The Library Of Congress Is A Training Data Playground For AI Companies

The Library of Congress has become a valuable resource for AI companies due to its extensive digital archives, which are in the public domain and free from copyright restrictions, attracting significant interest from developers. However, while the library provides access through its API, it faces challenges with data scraping that can impact website performance, and there are concerns about the accuracy of AI models interpreting historical documents.

The Library of Congress, a historic institution housing over 180 million items, has recently become a significant resource for AI companies seeking training data. Among its vast collections are notable artifacts such as portraits of Rosa Parks, letters from Thomas Jefferson, and the Gutenberg Bible. The library’s extensive digital archives, which include 185 petabytes of data, are attracting AI developers eager to utilize this wealth of information to enhance their models. Judith Conlin, the Chief Information Officer at the Library of Congress, highlighted the growing interest from large language model companies in the library’s digital materials.

The library’s digital resources are particularly appealing because they are in the public domain, meaning they are not subject to copyright restrictions. This contrasts with the trend of many artists and organizations who are limiting access to their data to prevent AI companies from scraping it. The Library of Congress, however, has opted to make its data freely available, providing a rare opportunity for AI developers who often face challenges in obtaining licensed data from publishers or resorting to synthetic data, which can lead to inferior model performance.

The library’s API, which allows users to download data in a machine-readable format, has seen a significant increase in traffic since its launch in September 2022. It now receives between 20 million to 40 million hits monthly, with about a million visits each month specifically to the API. This surge in interest reflects the demand for the library’s diverse collections, which encompass content in over 400 languages and cover a wide range of subjects, making it a valuable resource for AI training.

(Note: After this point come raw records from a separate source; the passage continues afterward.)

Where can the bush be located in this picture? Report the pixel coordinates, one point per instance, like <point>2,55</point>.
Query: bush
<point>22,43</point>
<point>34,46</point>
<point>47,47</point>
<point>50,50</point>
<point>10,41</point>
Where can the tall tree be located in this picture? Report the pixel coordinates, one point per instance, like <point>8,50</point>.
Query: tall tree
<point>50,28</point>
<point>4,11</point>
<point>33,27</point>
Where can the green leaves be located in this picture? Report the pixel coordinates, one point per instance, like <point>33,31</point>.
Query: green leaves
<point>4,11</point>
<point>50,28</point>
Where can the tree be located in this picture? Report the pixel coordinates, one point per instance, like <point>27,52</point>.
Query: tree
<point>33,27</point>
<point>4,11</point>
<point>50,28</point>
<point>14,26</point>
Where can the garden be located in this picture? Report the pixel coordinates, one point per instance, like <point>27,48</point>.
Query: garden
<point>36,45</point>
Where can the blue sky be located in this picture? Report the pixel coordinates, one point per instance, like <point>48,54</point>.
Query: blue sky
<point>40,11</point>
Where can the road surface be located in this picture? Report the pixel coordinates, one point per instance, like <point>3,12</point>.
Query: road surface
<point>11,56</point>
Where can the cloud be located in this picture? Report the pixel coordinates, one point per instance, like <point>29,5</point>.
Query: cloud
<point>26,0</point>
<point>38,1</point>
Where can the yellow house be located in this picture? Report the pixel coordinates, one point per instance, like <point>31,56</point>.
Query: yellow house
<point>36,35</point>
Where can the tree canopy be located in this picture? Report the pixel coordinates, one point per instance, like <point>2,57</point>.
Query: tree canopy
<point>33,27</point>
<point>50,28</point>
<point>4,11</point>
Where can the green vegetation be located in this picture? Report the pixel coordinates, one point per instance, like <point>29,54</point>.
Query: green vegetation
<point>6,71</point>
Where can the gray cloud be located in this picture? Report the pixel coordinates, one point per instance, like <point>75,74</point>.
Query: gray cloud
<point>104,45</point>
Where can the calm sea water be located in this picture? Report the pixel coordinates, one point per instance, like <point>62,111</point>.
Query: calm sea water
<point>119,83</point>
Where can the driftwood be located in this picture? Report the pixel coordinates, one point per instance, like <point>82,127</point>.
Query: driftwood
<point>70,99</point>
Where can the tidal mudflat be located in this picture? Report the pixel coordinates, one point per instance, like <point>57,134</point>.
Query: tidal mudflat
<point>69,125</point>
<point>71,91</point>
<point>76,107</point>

Despite the library’s openness, there are restrictions on how data can be accessed. Users must collect data through the API, as direct scraping from the website is prohibited. This limitation has created challenges for the library, as some AI companies attempt to scrape data quickly, which can negatively impact the performance of the library’s website. Conlin noted that this practice has become a hurdle for the library, necessitating measures to manage website performance while still providing access to its archives.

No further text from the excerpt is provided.